- 28°21′46.49″N 16°43′36.5″W﻿ / ﻿28.3629139°N 16.726806°W
- Associated with: Guanches
- Location: municipality of Icod de los Vinos, Tenerife, Canary Islands
- Region: Spain

= Caves of Don Gaspar =

Site in Icod de los Vinos, Tenerife, Spain

The Caves of Don Gaspar (Zona Arqueológica de la Cueva de Las Caves of Don Gaspar) is an important archaeological site located in the north of the island of Tenerife (Canary Islands, Spain).
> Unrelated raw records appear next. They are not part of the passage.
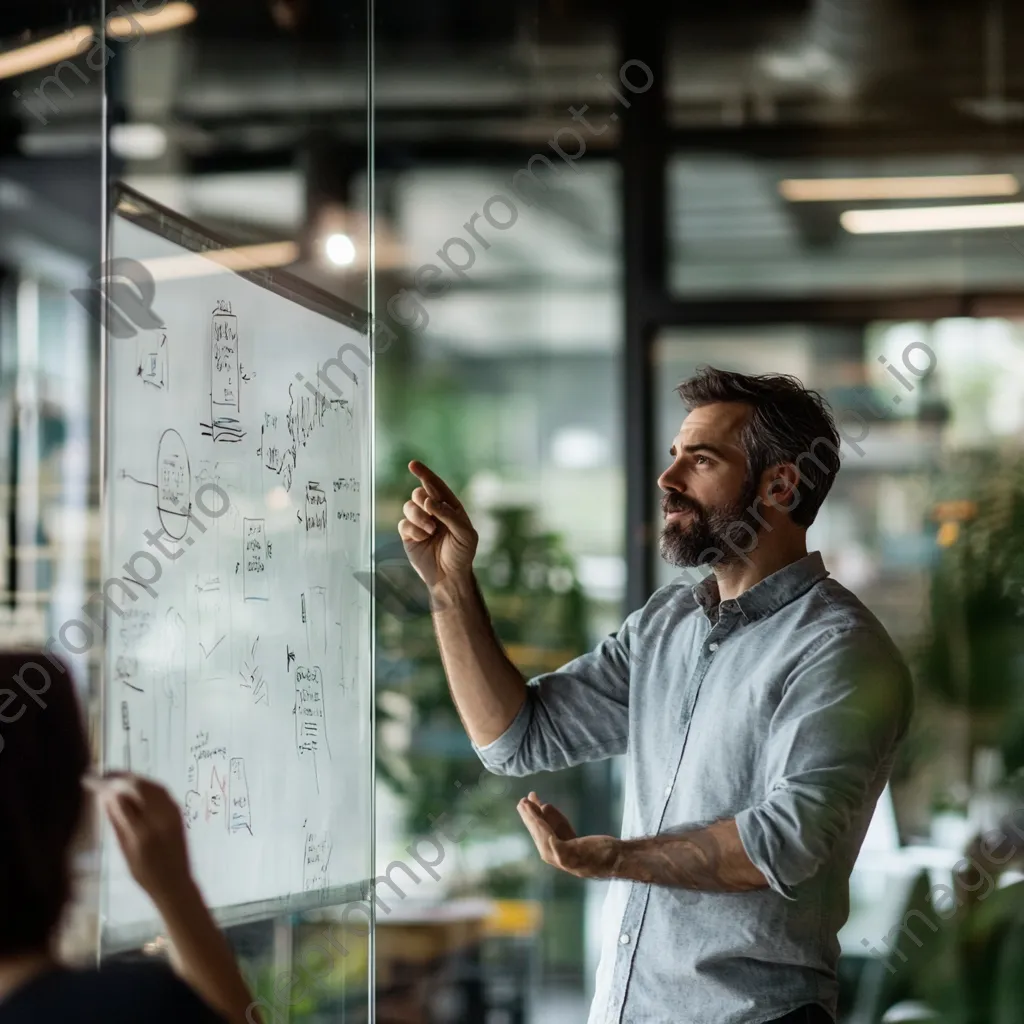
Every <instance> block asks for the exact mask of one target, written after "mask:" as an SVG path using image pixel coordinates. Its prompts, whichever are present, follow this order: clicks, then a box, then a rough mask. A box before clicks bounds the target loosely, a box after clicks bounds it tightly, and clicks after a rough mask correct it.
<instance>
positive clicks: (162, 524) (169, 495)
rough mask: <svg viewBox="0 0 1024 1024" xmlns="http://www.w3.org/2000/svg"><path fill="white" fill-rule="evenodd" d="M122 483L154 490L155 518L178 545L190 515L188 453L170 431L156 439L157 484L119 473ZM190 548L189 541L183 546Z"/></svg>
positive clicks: (122, 469)
mask: <svg viewBox="0 0 1024 1024" xmlns="http://www.w3.org/2000/svg"><path fill="white" fill-rule="evenodd" d="M119 475H120V476H121V478H122V479H124V478H126V477H127V479H129V480H134V481H135V482H136V483H141V484H142V485H143V486H146V487H156V488H157V514H158V515H159V516H160V524H161V526H163V527H164V530H165V532H166V534H167V536H168V537H169V538H170V539H171V540H172V541H180V540H181V538H183V537H184V536H185V532H186V530H187V529H188V520H189V518H190V515H191V470H190V469H189V466H188V450H187V449H186V447H185V442H184V441H183V440H182V438H181V434H179V433H178V432H177V431H176V430H174V429H173V428H169V429H167V430H165V431H164V432H163V433H162V434H161V435H160V442H159V443H158V445H157V482H156V483H152V482H151V481H148V480H140V479H139V478H138V477H137V476H132V474H131V473H129V472H128V471H127V470H124V469H122V470H121V471H120V474H119ZM185 543H186V544H191V543H193V542H191V541H190V540H188V541H186V542H185Z"/></svg>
The cueva is located in the municipality of Icod de los Vinos. It consists of a series of deposits belonging to the ancient Guanche culture, which form an interrelated complex. The caves include the Cave of Don Gaspar itself, the Cave of Las Palomas and three nearby caves. They were inhabited by the aboriginal Guanche Berbers.

In the Cave of Don Gaspar there are three levels of occupation, the oldest from the third century CE, while the occupation level in the Cave of Las Palomas is even older, dating back to the third century BCE.

The caves are however famous for the discovery of plant debris in the form of carbonized seeds of wheat, barley and beans. This finding helps verify the practice of agriculture on the island of Tenerife in times of the Guanches.

The cave is declared a Site of cultural interest by the Government of the Canary Islands.